Condition of the material: This particular arch in Cardigan originally stood on another site nearby and was almost certainly taller but the base of each bone was sawn off at some point, maybe when they were moved to the Castle. The bottom sections of the bones often rot away. These bones have stood outside and been exposed to the weather for about 143 years or so (they were presented as a wedding gift in 1871!). Unfortunately in recent years only one bone remained complete and still standing, the other was in pieces on the ground. The complete bone was in remarkably good condition. Although it had some ancient graffiti carved into it and it looked a little green with algae, moss and lichen, it was still firmly embedded into the ground.

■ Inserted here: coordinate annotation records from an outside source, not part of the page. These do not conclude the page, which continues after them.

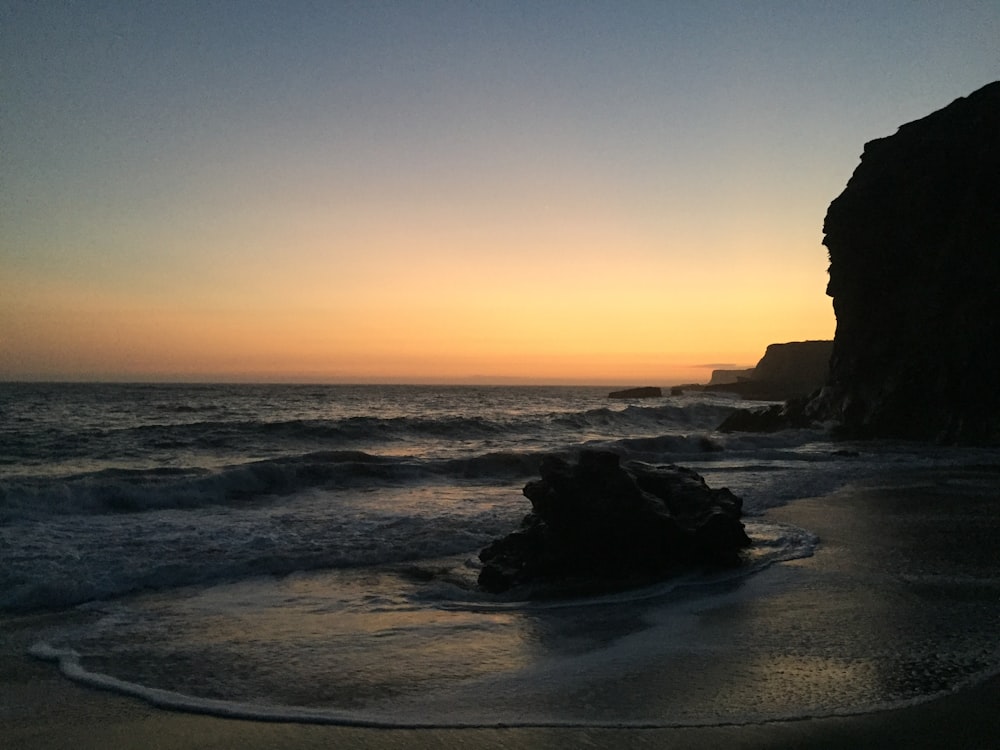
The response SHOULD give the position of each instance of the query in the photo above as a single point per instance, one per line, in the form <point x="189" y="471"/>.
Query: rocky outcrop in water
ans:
<point x="649" y="391"/>
<point x="596" y="522"/>
<point x="786" y="371"/>
<point x="914" y="243"/>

The other bone, however, was not only in several pieces on the ground but some major elements were missing. The largest piece was quite badly rotted, as were the four smaller pieces. This side of the arch had its convex side facing south and although both bones have benefitted from being in the shade of the trees (reducing extremes of wetting and drying, especially as the trees are mostly evergreens), it has become clear to me that it is often the south-facing convex surface of these bones that suffer from weathering the most rapidly. Once the spongy inner parts of the bone become exposed the bone weathers away relatively quickly and the bone begins to lose its strength. Unfortunately, not only was the top metre or so of the damaged bone missing but also much of the lowermost section. The broken pieces were in very poor condition, as they had begun to rot away and became discoloured by lying on and within the soil.
The bone may have fallen partly because of being weakened by weathering but also the base may have been split by root penetration from nearby bushes and/or trees. This often happens.

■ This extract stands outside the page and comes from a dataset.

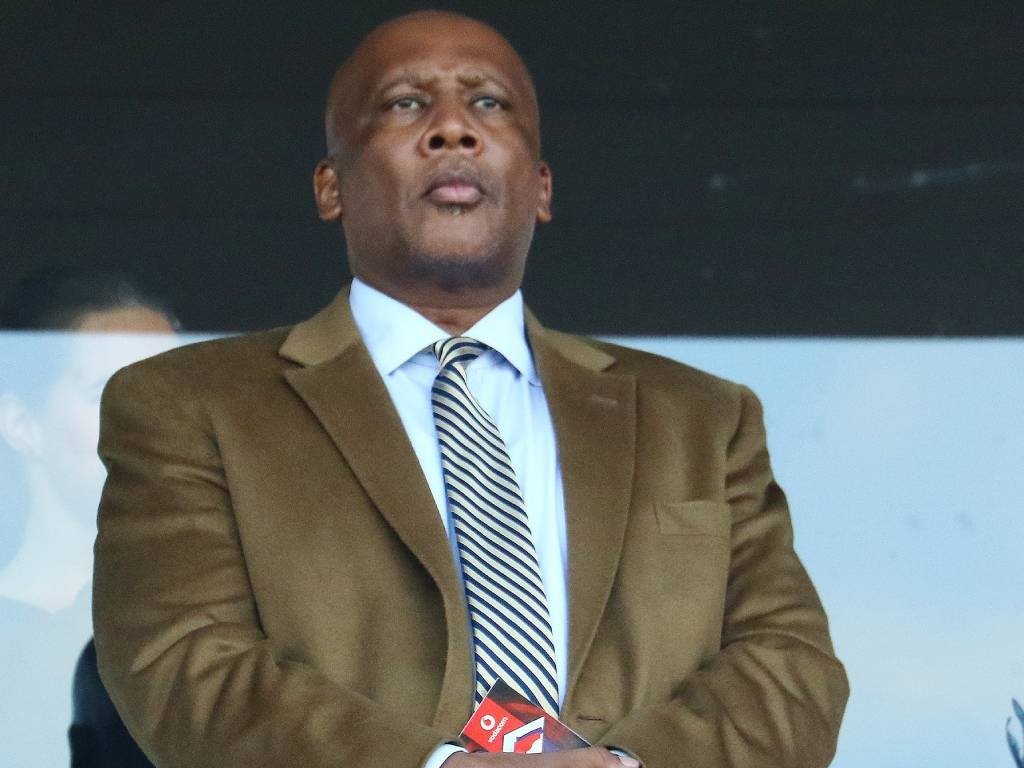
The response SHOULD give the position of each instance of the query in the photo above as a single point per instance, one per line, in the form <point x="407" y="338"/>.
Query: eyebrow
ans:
<point x="471" y="79"/>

Above left: the ‘arch’ in 2012 when assessed - Note how green the arch is, and that only one side still stands. Above right: The cleaned and conserved arch, with one side completely rebuilt. Below left and right: pieces of the broken side on the ground.
Conservation work undertaken:
The complete bone and all the pieces of the other side of the arch were taken away for cleaning and conservation, transported safely on foam mattresses in the back of a van. All the pieces were gently cleaned with soft brushes and a vacuum cleaner, and small dental picks and tweezers where necessary. Not scrubbing them with water but keeping them dry. All the dirt and soil was removed, as well as the moss, lichen and algae etc. They all look much cleaner. The hole in the base of the complete bone, the ‘marrow cavity’, was full of small roots which went up through the middle of the bone for about 3 feet and then exited out of some of the blood vessel holes.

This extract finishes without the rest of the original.